2.Topic: Towards synthetic methylotrophic growth via Reductive Glycine Pathway in E. coli (rGlyP)
Summary
The present study aims to deliver the methanol oxidation in E. coli via synthetic reductive glycine pathway route (Figure 2). Following the delivery of this pathway for formatotrophic growth by Kim 2020, we sought to engineer this pathway for efficient methylotrophic growth. Hence we created this pathway in the E. coli system and to enable the strain grow on methanol, three variants of methanol dehydrogenases (MDHs) were selected. Investigative formaldehyde assimilating enzymes, the native glutathione formaldehyde dehydrogenase (EcfrmAB), Pichia pastoris NAD-dependent formaldehyde dehydrogenase (PpFaLDH), Pseudomonas putida NAD-dependent formaldehyde dehydrogenase (PpFaLDH), and Pseudomonas aeruginosa NAD-dependent Formaldehyde dehydrogenase (PaFaLDH) were codon optimized into the reductive glycine (K4) strain. Lastly energy balancing was investigated by fine-tuning the counterproductive NAD/NADH of the formaldehyde metabolism.

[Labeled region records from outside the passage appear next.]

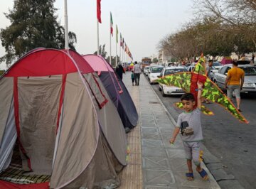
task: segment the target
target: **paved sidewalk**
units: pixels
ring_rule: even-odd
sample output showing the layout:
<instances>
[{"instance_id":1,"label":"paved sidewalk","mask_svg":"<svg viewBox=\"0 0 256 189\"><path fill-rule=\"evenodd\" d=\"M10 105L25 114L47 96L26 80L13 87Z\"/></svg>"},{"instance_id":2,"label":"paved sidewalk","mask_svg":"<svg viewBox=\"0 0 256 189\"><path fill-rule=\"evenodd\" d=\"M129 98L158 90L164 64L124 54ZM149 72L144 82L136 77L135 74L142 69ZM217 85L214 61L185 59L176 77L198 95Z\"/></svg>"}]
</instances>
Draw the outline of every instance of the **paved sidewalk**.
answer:
<instances>
[{"instance_id":1,"label":"paved sidewalk","mask_svg":"<svg viewBox=\"0 0 256 189\"><path fill-rule=\"evenodd\" d=\"M123 82L134 101L139 120L135 129L128 134L128 142L131 143L131 139L134 139L132 136L135 135L135 139L138 141L136 145L141 146L134 148L135 143L129 144L132 148L130 148L128 165L122 173L120 188L220 188L203 163L202 166L210 177L208 181L201 179L195 166L195 180L188 181L186 179L185 173L187 166L181 139L178 136L174 146L169 142L175 121L144 75L141 75L139 86L132 86L130 75L131 72L126 72L123 75ZM134 154L133 148L142 151L135 151L135 154L138 155L135 162L131 159ZM140 160L142 162L138 162ZM132 179L134 177L129 178L127 183L126 174L137 176L135 180ZM133 184L135 185L133 186Z\"/></svg>"}]
</instances>

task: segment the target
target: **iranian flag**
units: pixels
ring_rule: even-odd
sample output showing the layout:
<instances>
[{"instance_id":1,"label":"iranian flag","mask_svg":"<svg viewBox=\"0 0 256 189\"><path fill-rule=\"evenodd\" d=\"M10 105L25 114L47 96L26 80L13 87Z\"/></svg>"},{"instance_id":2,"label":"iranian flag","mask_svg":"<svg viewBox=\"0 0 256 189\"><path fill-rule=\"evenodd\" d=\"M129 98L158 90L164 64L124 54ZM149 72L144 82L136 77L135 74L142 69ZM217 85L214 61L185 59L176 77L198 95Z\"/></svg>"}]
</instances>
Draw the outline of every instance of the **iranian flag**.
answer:
<instances>
[{"instance_id":1,"label":"iranian flag","mask_svg":"<svg viewBox=\"0 0 256 189\"><path fill-rule=\"evenodd\" d=\"M112 13L110 12L110 33L113 36L113 20L112 18Z\"/></svg>"},{"instance_id":2,"label":"iranian flag","mask_svg":"<svg viewBox=\"0 0 256 189\"><path fill-rule=\"evenodd\" d=\"M116 25L116 40L117 40L117 43L118 43L118 28L117 28L117 25Z\"/></svg>"},{"instance_id":3,"label":"iranian flag","mask_svg":"<svg viewBox=\"0 0 256 189\"><path fill-rule=\"evenodd\" d=\"M100 23L101 23L100 1L101 0L97 0L97 18Z\"/></svg>"},{"instance_id":4,"label":"iranian flag","mask_svg":"<svg viewBox=\"0 0 256 189\"><path fill-rule=\"evenodd\" d=\"M120 46L122 47L122 34L120 33Z\"/></svg>"}]
</instances>

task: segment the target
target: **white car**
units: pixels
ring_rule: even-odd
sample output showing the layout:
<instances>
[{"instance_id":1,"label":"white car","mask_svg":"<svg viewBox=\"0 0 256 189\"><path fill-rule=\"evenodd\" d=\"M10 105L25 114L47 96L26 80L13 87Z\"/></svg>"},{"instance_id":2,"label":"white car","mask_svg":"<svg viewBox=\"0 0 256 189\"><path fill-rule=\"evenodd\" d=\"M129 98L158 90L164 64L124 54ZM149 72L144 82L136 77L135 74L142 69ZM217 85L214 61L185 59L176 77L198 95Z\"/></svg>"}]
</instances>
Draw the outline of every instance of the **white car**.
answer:
<instances>
[{"instance_id":1,"label":"white car","mask_svg":"<svg viewBox=\"0 0 256 189\"><path fill-rule=\"evenodd\" d=\"M148 75L150 85L156 82L155 80L157 80L157 76L160 75L160 73L163 69L164 66L161 65L154 66L151 68L150 72Z\"/></svg>"},{"instance_id":2,"label":"white car","mask_svg":"<svg viewBox=\"0 0 256 189\"><path fill-rule=\"evenodd\" d=\"M170 74L176 72L188 72L188 70L185 68L181 66L171 66L164 68L161 72L159 77L164 77ZM185 91L183 89L181 89L174 86L169 86L162 83L159 83L159 91L161 91L163 97L166 97L167 94L183 94L185 93Z\"/></svg>"},{"instance_id":3,"label":"white car","mask_svg":"<svg viewBox=\"0 0 256 189\"><path fill-rule=\"evenodd\" d=\"M144 67L144 69L143 69L143 72L147 75L150 71L150 66L147 65Z\"/></svg>"},{"instance_id":4,"label":"white car","mask_svg":"<svg viewBox=\"0 0 256 189\"><path fill-rule=\"evenodd\" d=\"M225 81L228 71L232 68L232 65L225 65L218 72L215 73L213 82L220 88L225 88ZM256 92L256 66L250 65L238 65L238 68L245 71L245 82L241 92Z\"/></svg>"}]
</instances>

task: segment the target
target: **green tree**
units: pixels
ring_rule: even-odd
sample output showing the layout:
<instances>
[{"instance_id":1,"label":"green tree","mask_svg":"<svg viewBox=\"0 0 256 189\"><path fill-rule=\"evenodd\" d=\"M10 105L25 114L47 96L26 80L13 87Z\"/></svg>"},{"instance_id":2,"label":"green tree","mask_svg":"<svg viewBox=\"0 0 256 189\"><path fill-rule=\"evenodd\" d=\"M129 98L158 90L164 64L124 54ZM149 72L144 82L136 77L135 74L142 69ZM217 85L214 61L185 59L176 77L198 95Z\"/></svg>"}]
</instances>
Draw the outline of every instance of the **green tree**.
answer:
<instances>
[{"instance_id":1,"label":"green tree","mask_svg":"<svg viewBox=\"0 0 256 189\"><path fill-rule=\"evenodd\" d=\"M107 54L107 53L105 50L105 46L106 46L106 45L104 44L103 45L100 45L100 47L99 47L99 53L104 58L106 58ZM97 51L96 50L93 54L97 55Z\"/></svg>"},{"instance_id":2,"label":"green tree","mask_svg":"<svg viewBox=\"0 0 256 189\"><path fill-rule=\"evenodd\" d=\"M153 58L153 63L155 63L155 64L156 64L156 63L158 63L158 61L159 61L159 60L158 60L157 58Z\"/></svg>"},{"instance_id":3,"label":"green tree","mask_svg":"<svg viewBox=\"0 0 256 189\"><path fill-rule=\"evenodd\" d=\"M57 21L55 0L15 0L12 10L5 13L11 25L0 31L0 38L6 54L0 63L6 65L38 47L63 48L64 28ZM68 33L69 47L75 50L76 35Z\"/></svg>"}]
</instances>

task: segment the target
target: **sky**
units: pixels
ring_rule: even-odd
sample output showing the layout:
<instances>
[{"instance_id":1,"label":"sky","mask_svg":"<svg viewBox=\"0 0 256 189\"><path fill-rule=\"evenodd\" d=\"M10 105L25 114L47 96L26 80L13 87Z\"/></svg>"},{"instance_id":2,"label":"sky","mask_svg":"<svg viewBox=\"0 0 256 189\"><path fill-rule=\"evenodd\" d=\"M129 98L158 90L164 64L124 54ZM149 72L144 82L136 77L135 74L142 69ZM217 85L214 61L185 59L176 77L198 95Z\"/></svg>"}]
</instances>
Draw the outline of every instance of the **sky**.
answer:
<instances>
[{"instance_id":1,"label":"sky","mask_svg":"<svg viewBox=\"0 0 256 189\"><path fill-rule=\"evenodd\" d=\"M4 13L13 9L14 1L1 1L0 28L11 23ZM97 50L96 0L68 0L68 30L77 35L77 51L90 54ZM56 0L56 15L64 26L64 0ZM112 15L114 36L112 55L115 55L115 26L133 55L134 60L158 54L157 44L166 35L178 31L193 18L192 0L101 0L102 23L99 24L100 45L106 45L110 55L110 14ZM117 45L119 55L119 46ZM5 54L0 45L0 57ZM4 69L5 64L0 64Z\"/></svg>"}]
</instances>

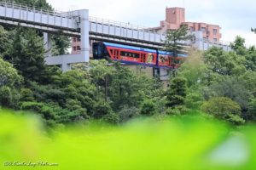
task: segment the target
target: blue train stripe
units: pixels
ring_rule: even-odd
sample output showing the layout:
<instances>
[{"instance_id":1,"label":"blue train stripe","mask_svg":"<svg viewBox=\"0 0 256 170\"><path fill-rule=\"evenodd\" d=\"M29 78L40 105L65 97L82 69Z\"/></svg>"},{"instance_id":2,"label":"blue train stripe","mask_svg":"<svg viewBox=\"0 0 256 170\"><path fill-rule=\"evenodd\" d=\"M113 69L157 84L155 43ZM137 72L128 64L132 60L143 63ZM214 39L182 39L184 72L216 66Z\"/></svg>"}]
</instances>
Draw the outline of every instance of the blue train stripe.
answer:
<instances>
[{"instance_id":1,"label":"blue train stripe","mask_svg":"<svg viewBox=\"0 0 256 170\"><path fill-rule=\"evenodd\" d=\"M154 49L137 48L137 47L132 47L132 46L128 46L128 45L121 45L121 44L117 44L117 43L110 43L110 42L105 42L103 43L104 43L104 45L106 45L108 47L121 48L125 48L125 49L131 49L131 50L136 50L136 51L143 51L143 52L156 54L156 50L154 50Z\"/></svg>"}]
</instances>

Through these stepwise evaluation and assay, methanol assimilation with approximately 15 h doubling time was realized as against the 55 h from previous study, which makes the pathway favorably compared to the native RumP pathway as recently reported by other scholars and thereby represent the first methylotrophic synthetic pathway to achieve this milestone.
3.Topic: Advancing Synthetic Methylotrophic Growth through the Serine Threonine Cycle (STC).
Summary
As earlier discussed, atmospheric CO2 is the only carbon source that is scalable enough to establish a circular carbon economy. Accordingly, technologies to capture and convert CO2 to reduced one-carbon (C1) molecules (e.g. formate) using renewable energy are improving fast. In a bid to create sustainable bioproduction platforms engineering unnatural methanol utilization pathways into industrially relevant microbes is key. Although engineering synthetic methanol pathways in living host is challenging. The third aspect of this study engineered the autocatalytic serine threonine cycle (Fig 3), which was recently developed for formatotrophic growth in Escherichia coli. Following this delivery for formatotrophy we opined that the autocatalytic nature of this cycle could achieve synthetic methylotrophic growth more efficiently. With expression of methanol dehydrogenase enzyme, being the only gene lacking in the cycle and through upstream and downstream optimizations a 10 h doubling time was established using methanol as sole carbon source. Through optimization of the methanol dehdyrogenase enzyme in the Serine threonine cycle and stepwise downstream optimization a methylotrophic growth was developed, which we believe will open this pathway for further methylotrophic study.